Supreme Court Must Not Weaken Public Protections
Examining U.S. patent cases. By John Allison, J.D.
Posted Dec 11, 2018
The U.S. Supreme Court will soon decide its first case under the 2011 America Invents Act on the extent to which a company can commercialize an invention prior to filing a patent application.
The court should uphold the intermediate-level appeals court opinion and continue to protect the public interest by maintaining fair access to new ideas and lower costs. That would require companies to begin the patent process within a year after they start reaping benefit from an invention.
Bringing to the public the details of inventions that are new and substantially different from what others have done before is perhaps the most important public policy objective of patent law. A patent becomes public information when granted, and it must disclose enough details about the invention so that a skilled practitioner in the particular technology field can make the invention and put it into practice just by studying the patent’s disclosures. Among other benefits, this creates an incredibly rich repository of technical know-how for others to study and upon which to possibly improve.
Although a company might love to commercialize a patent for a substantial period and file for patent protection much later, allowing this would enable the owner of an invention to gain protection for more than the permitted 20 years. Although owners of inventions that are both new and different deserve protection, the court balances that protection against the public good gained by encouraging fair pricing and continuing innovation.
Whether an invention meets the “new and substantially different” criteria, and thus is patentable, depends on a comparison of the invention with the “prior art.” Prior art is evidence of what either this inventor or others have done in the past in the particular field of technology. Prior art can be created either by the inventor of the invention or by someone else. For prior art created by the inventor, the creation of this evidence triggers the beginning of a one-year period during which a patent application must be filed.
In the United States, courts have long interpreted patent law’s prior art provisions such that prior patents, printed publications, and public uses must have been reasonably accessible to the public in order to be prior art. What amounts to “publicly accessible,” though, varies a bit among these three types of prior art. On the other hand, courts have for a long time held that a sale of a product or service incorporating the invention to be prior art even when the sale is strictly confidential between seller and buyer because it is often easy for companies to keep industrial sales relatively secret.
The Supreme Court is revisiting this principle because the America Invents Act made a relatively slight change by listing the four kinds of prior art and then following it with “or otherwise available to the public.” Some, including the U.S. Patent and Trademark Office, have argued that this addition qualifies all of the previously listed types of prior art and that, therefore, the law has been changed so that sale activity now must be public to some degree to be considered prior art. That is more protection than companies need and is not good public policy.

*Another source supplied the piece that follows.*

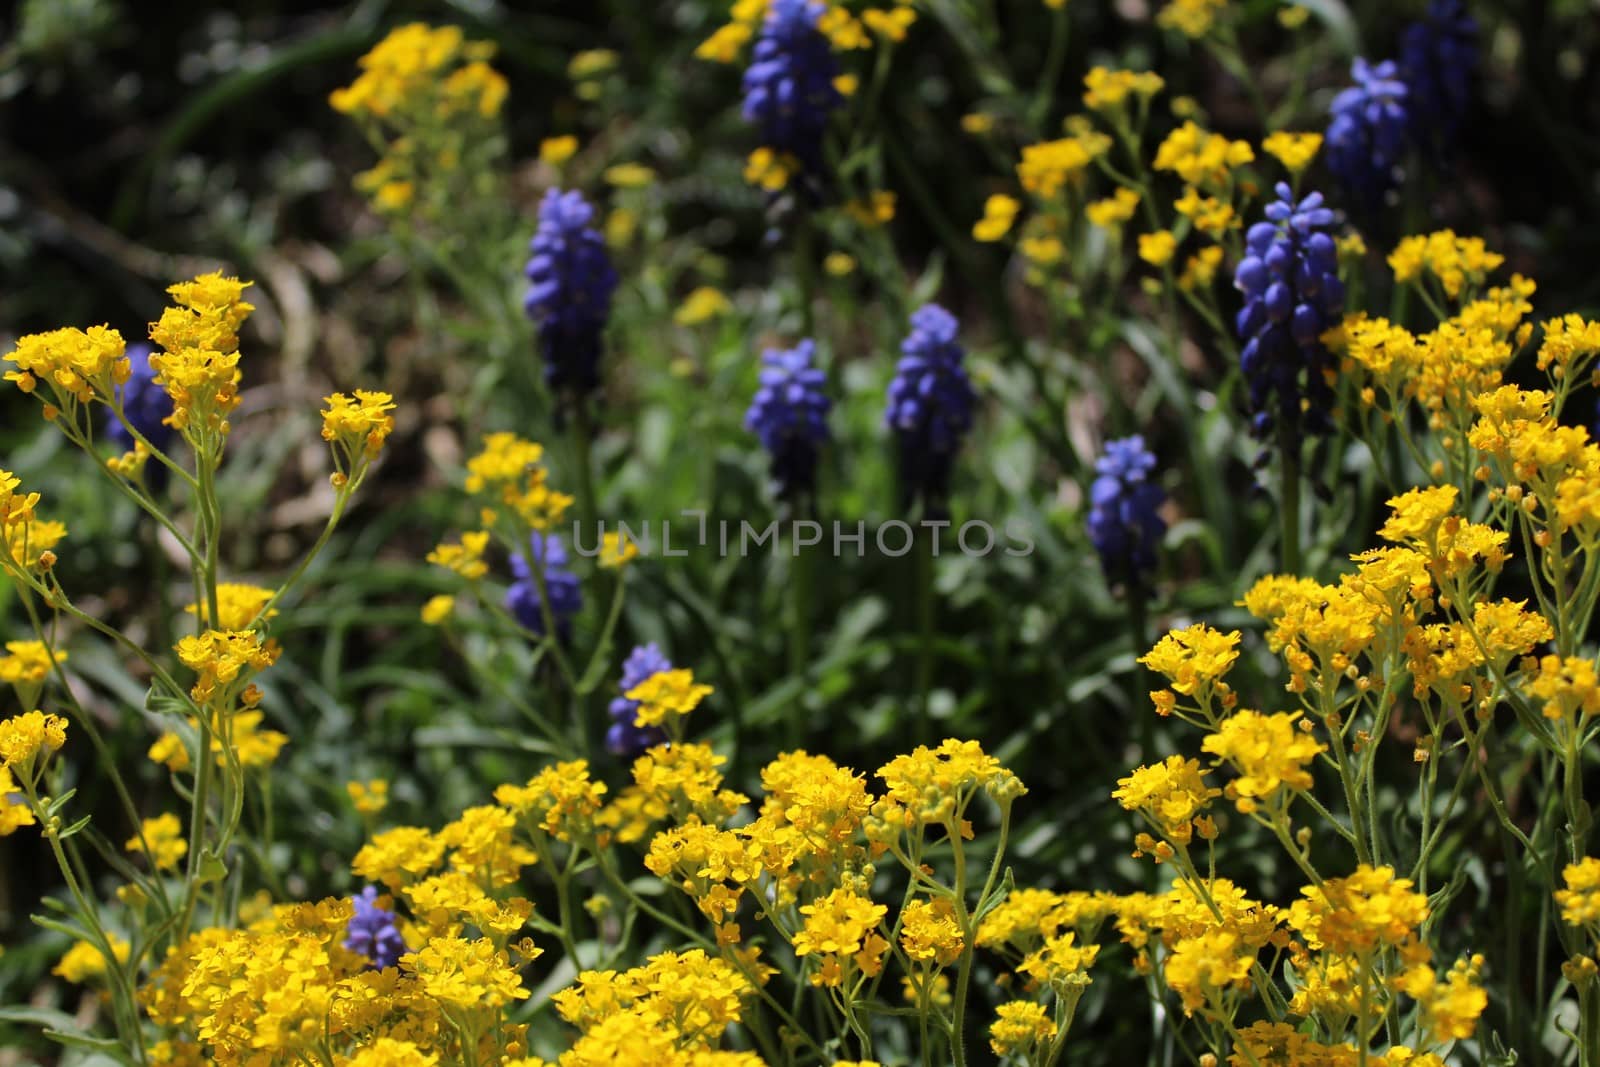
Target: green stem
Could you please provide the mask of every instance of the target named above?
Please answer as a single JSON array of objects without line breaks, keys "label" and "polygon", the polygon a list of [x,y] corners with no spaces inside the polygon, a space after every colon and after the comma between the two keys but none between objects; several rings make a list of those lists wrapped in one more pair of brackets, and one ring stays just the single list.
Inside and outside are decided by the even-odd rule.
[{"label": "green stem", "polygon": [[[1282,523],[1280,545],[1285,574],[1300,573],[1300,442],[1287,426],[1278,428],[1278,452],[1282,463],[1282,494],[1278,498],[1278,518]],[[1352,809],[1353,810],[1353,809]]]},{"label": "green stem", "polygon": [[929,529],[925,534],[925,537],[915,538],[912,581],[916,589],[912,595],[917,606],[916,740],[930,744],[933,741],[933,718],[928,708],[929,694],[933,688],[933,553],[938,532]]}]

I signed a friend-of-the-court brief to the U.S. Supreme Court on behalf of a large number of patent scholars across the country urging the court to affirm the intermediate-level appeals court opinion that the old law had not been changed. Our position is that Congress did not intend to change prior law and that even the most confidential sales (or contracts of sale, or offers to sell) by owners of inventions start the one-year clock during which a patent application must be filed.
A conclusion any different way would not represent a linguistically sensible interpretation of the new statutory language and would thwart the fundamental goal of patent law: to get the details of inventions out into the public as soon as possible in return for the higher prices and extra profits that exclusive patent rights can provide.
John Allison, J.D., is a professor emeritus in the McCombs School of Business at The University of Texas at Austin who teaches courses on patents and trademarks.